What Jane Doe mother did there is an example of what I call “Anger Games.” It is not a term of art, and I am not a psychologist, but let me explain some of the things otherwise sensible people do to express their anger and frustration towards their exes, and in turn absolutely tear up their children from the inside.
- Withholding Time by Using Loopholes in your Parenting Plan
Do not take this first anger game wrong. Separation agreements and parenting plans ought to be followed to the best of your ability and in good faith. If your ex is abusing your leniency, sometimes it’s best to insist that the plan be followed to the letter (talk to your attorney). What I’m talking about here is petty garbage that so many exes pull in an effort to justify withholding time or otherwise not work with their child’s other parent. If she is 35 minutes late for a pickup, ask yourself if it is really in the child’s best interests to not let your kid see their mother. If he decides to send his girlfriend, who your child knows, to pick the child up, is it really worth throwing a fit because the parenting plan says “Father shall provide transportation.”? There is a lot of gray area in this example, but try asking yourself what your real motivation is if you withhold time or attempt to exclude your ex.
- Getting your Child Involved with your Disagreements with their other Parent
“I would love for you to play football Jason, but your mother won’t pay for her half of the fees” is a prime example of this anger game. Here’s another: “Alex, you would be great at gymnastics, but your father thinks it is girly.” This particular game is a Pandora’s Box that is very hard to close. Younger children take statements like this for face value, and though these statements may hurt your ex when the child goes crying to them with your words, you can be certain that your ex is going to throw it back tit for tat. Doing this sort of thing is even worse when the child gets older. When your child sees how their parents manipulate one another, I guarantee the child is going to begin to do so all on their own.

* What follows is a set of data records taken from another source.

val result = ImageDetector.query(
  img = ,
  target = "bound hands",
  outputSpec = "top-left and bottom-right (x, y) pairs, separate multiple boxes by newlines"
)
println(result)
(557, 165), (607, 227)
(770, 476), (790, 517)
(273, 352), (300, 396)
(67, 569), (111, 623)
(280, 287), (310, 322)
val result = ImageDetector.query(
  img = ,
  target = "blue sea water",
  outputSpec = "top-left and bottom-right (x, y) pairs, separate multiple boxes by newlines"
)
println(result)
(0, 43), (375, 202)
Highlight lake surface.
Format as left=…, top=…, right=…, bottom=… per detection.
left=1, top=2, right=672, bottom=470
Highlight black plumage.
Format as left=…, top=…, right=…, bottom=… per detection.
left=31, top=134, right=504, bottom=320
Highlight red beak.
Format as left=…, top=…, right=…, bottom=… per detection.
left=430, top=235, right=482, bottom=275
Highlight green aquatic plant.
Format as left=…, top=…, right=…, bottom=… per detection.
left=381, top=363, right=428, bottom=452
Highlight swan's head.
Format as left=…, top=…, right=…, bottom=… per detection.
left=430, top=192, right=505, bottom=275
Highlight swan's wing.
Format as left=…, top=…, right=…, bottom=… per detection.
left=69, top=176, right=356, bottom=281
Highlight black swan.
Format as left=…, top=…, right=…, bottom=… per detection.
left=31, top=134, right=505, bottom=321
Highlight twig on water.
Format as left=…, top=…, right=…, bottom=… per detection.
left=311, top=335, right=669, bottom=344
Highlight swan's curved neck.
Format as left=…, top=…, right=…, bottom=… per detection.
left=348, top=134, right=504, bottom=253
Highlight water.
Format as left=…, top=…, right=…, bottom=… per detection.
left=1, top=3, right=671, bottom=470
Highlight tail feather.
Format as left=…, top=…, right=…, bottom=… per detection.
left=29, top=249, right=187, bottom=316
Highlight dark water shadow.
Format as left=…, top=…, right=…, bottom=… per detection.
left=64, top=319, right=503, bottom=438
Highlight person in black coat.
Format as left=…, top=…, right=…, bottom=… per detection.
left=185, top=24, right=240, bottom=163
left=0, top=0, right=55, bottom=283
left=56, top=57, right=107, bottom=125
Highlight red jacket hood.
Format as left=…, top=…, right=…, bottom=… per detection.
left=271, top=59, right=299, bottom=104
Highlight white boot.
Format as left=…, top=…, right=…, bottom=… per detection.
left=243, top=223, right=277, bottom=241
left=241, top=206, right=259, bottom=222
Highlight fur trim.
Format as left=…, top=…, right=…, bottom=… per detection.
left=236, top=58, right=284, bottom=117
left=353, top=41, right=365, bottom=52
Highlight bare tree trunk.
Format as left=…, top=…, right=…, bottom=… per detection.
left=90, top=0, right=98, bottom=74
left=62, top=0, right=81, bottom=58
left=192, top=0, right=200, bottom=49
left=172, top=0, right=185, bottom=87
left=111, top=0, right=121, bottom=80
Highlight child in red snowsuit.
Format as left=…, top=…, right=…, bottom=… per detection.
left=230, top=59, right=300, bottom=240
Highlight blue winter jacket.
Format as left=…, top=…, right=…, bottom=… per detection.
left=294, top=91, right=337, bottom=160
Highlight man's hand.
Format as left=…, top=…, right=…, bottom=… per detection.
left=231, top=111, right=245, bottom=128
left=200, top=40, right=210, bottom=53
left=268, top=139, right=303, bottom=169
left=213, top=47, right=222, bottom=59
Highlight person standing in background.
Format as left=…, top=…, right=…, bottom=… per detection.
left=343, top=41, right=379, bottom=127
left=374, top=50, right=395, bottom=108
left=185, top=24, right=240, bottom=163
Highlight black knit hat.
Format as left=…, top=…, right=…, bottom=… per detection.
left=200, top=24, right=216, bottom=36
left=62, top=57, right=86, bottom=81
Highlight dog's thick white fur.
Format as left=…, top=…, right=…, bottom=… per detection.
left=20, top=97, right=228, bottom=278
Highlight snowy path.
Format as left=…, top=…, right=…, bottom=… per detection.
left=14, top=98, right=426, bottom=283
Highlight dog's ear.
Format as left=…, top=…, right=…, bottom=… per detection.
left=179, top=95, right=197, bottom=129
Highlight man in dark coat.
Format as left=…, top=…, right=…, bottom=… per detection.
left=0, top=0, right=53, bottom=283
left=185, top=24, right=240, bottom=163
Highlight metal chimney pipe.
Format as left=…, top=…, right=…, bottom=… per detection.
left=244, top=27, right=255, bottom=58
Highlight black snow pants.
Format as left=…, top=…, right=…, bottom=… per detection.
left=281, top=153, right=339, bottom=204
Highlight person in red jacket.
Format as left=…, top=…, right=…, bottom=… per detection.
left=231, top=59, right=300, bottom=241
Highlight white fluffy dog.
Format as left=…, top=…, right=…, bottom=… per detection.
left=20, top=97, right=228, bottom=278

- Disparaging your Ex, Something they did, or Someone they care about
This is what I tell parents involved in private custody actions when I am appointed GAL. When you have a child with someone, you lose the moral right to disparage that person in front of your child. This extends to things your ex does/is involved in, and the people they choose to be around (most notably new significant others). I’m not saying you shouldn’t ever talk negatively about your ex. If you’re alone, with other members of the family, etc. go nuts. They even have these things called bars with fantastic outlets called bartenders that listen, counsel, and at the same time serve you adult beverages. The point is never in front of or in the earshot of your child.

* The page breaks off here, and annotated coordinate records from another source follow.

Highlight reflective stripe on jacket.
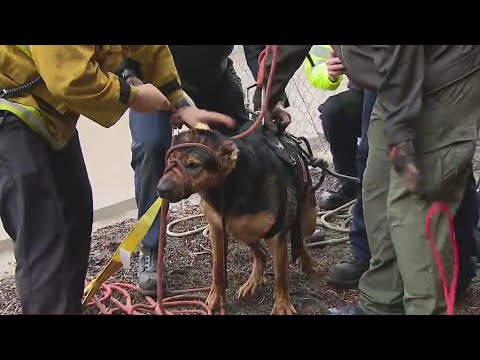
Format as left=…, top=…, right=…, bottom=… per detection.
left=0, top=45, right=67, bottom=150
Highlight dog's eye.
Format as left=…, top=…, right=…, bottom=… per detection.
left=187, top=163, right=202, bottom=172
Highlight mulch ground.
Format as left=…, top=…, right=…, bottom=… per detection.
left=0, top=165, right=480, bottom=315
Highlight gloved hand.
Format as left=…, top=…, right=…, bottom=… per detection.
left=130, top=84, right=170, bottom=113
left=389, top=140, right=421, bottom=194
left=263, top=101, right=292, bottom=134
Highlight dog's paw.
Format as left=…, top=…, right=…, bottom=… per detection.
left=237, top=276, right=265, bottom=299
left=205, top=286, right=225, bottom=310
left=270, top=299, right=297, bottom=315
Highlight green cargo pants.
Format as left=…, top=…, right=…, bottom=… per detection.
left=359, top=71, right=480, bottom=315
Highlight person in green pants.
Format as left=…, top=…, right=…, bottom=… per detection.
left=260, top=45, right=480, bottom=315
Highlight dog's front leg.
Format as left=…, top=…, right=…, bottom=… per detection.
left=206, top=224, right=226, bottom=309
left=267, top=232, right=296, bottom=315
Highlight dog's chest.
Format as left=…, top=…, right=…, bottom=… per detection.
left=225, top=212, right=275, bottom=243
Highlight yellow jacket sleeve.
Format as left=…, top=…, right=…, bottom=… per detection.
left=305, top=61, right=343, bottom=90
left=30, top=45, right=135, bottom=127
left=128, top=45, right=188, bottom=108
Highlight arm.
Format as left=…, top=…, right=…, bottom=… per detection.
left=265, top=45, right=312, bottom=109
left=30, top=45, right=136, bottom=127
left=128, top=45, right=191, bottom=109
left=243, top=45, right=290, bottom=107
left=372, top=45, right=425, bottom=146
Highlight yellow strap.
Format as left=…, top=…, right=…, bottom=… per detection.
left=83, top=198, right=162, bottom=306
left=17, top=45, right=32, bottom=59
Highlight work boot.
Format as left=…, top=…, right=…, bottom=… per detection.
left=327, top=258, right=370, bottom=288
left=304, top=228, right=325, bottom=244
left=318, top=179, right=357, bottom=210
left=137, top=246, right=166, bottom=297
left=325, top=303, right=367, bottom=315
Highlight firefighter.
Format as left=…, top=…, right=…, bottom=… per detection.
left=304, top=45, right=375, bottom=288
left=118, top=45, right=288, bottom=296
left=267, top=45, right=480, bottom=315
left=0, top=45, right=232, bottom=314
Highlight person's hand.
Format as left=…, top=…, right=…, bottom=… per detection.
left=170, top=106, right=236, bottom=128
left=389, top=140, right=420, bottom=194
left=264, top=101, right=292, bottom=134
left=127, top=75, right=143, bottom=86
left=130, top=84, right=170, bottom=113
left=326, top=52, right=345, bottom=83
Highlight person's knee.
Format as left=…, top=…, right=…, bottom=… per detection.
left=319, top=96, right=342, bottom=140
left=130, top=111, right=172, bottom=167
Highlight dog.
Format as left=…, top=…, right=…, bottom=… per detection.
left=157, top=124, right=317, bottom=315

Why this is such a big deal
I am borrowing this sentiment from a magistrate that sits in Southwest Ohio. You and your ex are part of your child. Think about your own parents. They are part of you, and that is why when anyone (other than you or maybe your siblings) talks poorly of them, it hurts you and makes you angry. It is the same way with your children. When you fight with, disparage, and play mean-spirited anger games with their other parent, you are doing it to your child also. You are playing anger games with the part of your child that holds that other parent so close. Children are not stupid. If dad or mom is constantly showing up late, not going to extra-curricular activities, or managing their lives poorly, the child is going to catch on and form their own opinions. There is no need to sow those opinions yourself when you are angry. Doing so will only undermine your own parenting efforts.